Fiat Panda, il Coronavirus colpisce anche l’auto più venduta

Fca ha deciso di non riprendere la produzione della Fiat Panda a causa della crisi del mercato.

Il mercato delle auto è in forte crisi e anche a maggio ha fatto segnare un meno 50% nelle immatricolazioni: la maggior parte delle quali frutto di precedenti prenotazioni.

Sono tante le vetture invendute degli ultimi tre mesi e si attendono dal Governo gli incentivi alla rottamazione delle auto ultra decennali per far ripartire il settore a pieno regime. Ovviamente a subire le conseguenze di questa situazione è anche FCA e i suoi dipendenti.

Fiat Panda resta la vettura più veduta in Italia ma ciò nonostante l’azienda ha deciso di non riprendere come previsto la produzione  a Pomigliano e di posticiparla a data da destinarsi.

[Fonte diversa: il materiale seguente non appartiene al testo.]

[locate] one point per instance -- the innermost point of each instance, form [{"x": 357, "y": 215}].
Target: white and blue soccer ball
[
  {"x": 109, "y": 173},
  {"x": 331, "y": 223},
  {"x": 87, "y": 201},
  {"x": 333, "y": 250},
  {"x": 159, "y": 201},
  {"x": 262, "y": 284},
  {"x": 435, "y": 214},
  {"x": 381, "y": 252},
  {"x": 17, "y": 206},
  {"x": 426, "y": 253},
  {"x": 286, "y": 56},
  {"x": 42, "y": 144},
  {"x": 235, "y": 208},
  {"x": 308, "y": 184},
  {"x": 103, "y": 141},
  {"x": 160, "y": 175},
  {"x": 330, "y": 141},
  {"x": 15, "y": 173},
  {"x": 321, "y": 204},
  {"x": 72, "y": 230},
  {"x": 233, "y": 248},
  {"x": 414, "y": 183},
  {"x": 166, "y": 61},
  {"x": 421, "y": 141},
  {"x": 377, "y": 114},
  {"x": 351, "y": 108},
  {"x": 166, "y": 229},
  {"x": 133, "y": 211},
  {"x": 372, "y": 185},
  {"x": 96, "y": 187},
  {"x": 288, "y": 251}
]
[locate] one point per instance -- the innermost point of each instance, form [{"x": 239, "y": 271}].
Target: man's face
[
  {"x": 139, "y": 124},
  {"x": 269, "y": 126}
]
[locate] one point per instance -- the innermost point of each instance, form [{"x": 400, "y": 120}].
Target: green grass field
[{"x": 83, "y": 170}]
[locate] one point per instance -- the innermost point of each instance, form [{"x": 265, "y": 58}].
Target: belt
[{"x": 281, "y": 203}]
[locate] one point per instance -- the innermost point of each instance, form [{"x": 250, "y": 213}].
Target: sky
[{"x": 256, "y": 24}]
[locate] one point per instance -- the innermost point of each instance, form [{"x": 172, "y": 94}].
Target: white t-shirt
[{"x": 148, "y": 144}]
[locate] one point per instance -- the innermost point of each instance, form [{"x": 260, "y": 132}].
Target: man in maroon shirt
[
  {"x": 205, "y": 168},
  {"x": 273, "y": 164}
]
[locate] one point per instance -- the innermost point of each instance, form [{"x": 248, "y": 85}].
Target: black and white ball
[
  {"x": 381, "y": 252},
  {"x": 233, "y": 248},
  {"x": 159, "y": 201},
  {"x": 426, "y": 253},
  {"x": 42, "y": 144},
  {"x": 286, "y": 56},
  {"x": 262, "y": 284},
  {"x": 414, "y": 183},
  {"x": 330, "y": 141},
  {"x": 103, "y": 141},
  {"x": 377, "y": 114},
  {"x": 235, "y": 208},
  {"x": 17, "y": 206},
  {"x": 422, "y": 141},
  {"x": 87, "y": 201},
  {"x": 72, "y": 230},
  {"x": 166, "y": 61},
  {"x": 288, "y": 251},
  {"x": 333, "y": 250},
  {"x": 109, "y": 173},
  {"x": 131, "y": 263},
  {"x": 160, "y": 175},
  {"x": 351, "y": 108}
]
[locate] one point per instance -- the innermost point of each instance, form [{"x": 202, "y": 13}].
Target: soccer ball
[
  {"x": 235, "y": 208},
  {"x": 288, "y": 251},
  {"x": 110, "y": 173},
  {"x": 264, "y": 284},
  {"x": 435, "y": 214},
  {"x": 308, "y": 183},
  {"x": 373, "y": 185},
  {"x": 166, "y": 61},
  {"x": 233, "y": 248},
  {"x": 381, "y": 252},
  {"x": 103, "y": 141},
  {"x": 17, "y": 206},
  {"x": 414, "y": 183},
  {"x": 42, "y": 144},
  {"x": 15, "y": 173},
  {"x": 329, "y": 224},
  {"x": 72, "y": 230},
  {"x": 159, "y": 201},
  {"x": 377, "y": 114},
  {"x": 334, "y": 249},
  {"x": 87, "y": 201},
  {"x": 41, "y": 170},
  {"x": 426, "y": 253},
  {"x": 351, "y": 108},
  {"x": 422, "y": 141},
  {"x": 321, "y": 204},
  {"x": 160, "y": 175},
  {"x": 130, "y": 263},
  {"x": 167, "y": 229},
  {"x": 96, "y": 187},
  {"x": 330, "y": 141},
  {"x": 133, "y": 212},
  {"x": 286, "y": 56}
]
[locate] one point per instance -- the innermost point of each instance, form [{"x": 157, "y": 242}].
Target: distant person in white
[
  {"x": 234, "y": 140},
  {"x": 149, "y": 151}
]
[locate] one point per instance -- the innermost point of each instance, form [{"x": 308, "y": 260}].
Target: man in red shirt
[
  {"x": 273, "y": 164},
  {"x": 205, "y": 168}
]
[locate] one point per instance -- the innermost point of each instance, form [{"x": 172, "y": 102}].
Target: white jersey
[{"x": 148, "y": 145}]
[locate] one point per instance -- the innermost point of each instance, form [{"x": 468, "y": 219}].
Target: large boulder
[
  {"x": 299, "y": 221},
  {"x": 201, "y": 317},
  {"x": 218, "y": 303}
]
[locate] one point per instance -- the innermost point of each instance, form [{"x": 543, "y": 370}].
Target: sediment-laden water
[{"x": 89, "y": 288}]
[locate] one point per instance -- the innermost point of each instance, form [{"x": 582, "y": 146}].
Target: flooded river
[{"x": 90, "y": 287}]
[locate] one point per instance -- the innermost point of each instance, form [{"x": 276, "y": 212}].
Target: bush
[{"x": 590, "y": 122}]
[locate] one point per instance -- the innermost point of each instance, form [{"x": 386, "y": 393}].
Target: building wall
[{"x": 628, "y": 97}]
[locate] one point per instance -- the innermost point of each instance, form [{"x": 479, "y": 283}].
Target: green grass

Questa decisione di FCA è la conseguenza della contrazione dei volumi dovuta alla crisi economica causata dalla pandemia di COVID-19.

“Il ritardo della ripartenza della Panda conferma la crisi del settore: sostenere la transizione all’elettrico e, nell’immediato, rinnovare il parco auto italiano sono misure da implementare immediatamente” fanno sapere i sindacati.

Gran parte dei 4.485 lavoratori resterà in cassa integrazione, ma una parte di esse continuerà a lavorare nell’impianto di Atessa, in Abruzzo, dove vengono prodotti veicoli commerciali come il nuovo Ducato.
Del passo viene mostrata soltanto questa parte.